Shilayia Antonio, another junior at Cuba High School, said she and her older sister both saw their grades soar back from failing as a result of their tutoring sessions – a recovery she said has stood the test of time, even after the program ended.

“It was a really big help,” she said.

And that was just the cherry on top of the cake of being able to pay for school supplies, clothes, utilities, rent and car payments with the monthly checks.


Continued support

The pilot brought a lot of good to students and their families.

According to a report about the program by Appleseed, all but one of the participating seniors graduated on time that year – though the foundation noted that outcome could not be attributed to the pilot alone.

They did say that students almost universally saw their grades improve by the end of the program and benefited from peace of mind from having their basic needs better-taken care of.

But for all the good that the pilot program brought, it only ran during that one school year, and school staff, students and families just about universally said they wished it would have continued.

“I really think that it was a working program, because it allowed the kids to not have to worry about adult situations,” West Las Vegas School District Superintendent Christopher Gutierrez said. “This program gave them a glimpse of light at the end of the tunnel to where they could be kids and focus on them and what they need to do to maybe, eventually, get out there and be their own adults someday.”

Cuba High School, home to just shy of 300 students, serves largely rural communities.

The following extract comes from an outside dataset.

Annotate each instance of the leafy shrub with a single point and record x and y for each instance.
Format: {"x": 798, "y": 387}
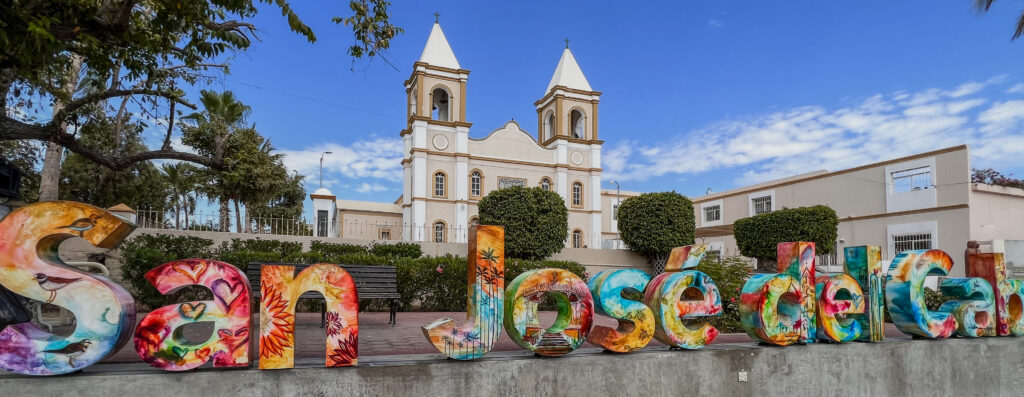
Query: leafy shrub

Most students who attend Cuba Independent School District schools are Indigenous, the district superintendent says. (Eddie Moore/Albuquerque Journal)

And while students and their families were helped by the program, that doesn’t mean their struggles ended with the pilot.

School staff, including teachers, are still working with many of the students originally involved in the pilot – some of whom are still considered “at risk” and are experiencing housing instability.

“After this program, honestly, they don’t have the money, right?” Cuba High School math teacher Mary Ann Ga said. “After the program, they don’t have a house to live (in), and it breaks my heart.

“I hope this program will be continuous so that we can house the students and help them to survive.”

Both Ramo and Parks agree. Still, on top of the fact that Parks said the program was “expensive” and couldn’t be continued, both pointed out that it was originally intended as a pilot.

Nevertheless, Ramo said Appleseed found that the pilot was able to show that providing conditional cash to students in need did help their academic outcomes.

“In general, people are not blowing it on things that don’t matter. They’re not blowing it on drugs, they’re not blowing it on alcohol,” Ramo said. “They really do just become better parents and better kids and less stressed when they have their basic needs met.”

Ramo said she plans to make an appeal to New Mexico lawmakers in the coming years to implement and fund similar programs at a statewide level.

“We are hoping the Legislature steps in, maybe for next year, and really puts aside money for cash transfers,” she said. “We would recommend the homeless population, inadequately housed population, because they are the most vulnerable of the vulnerable, and they’re the most likely to succeed with financial help.”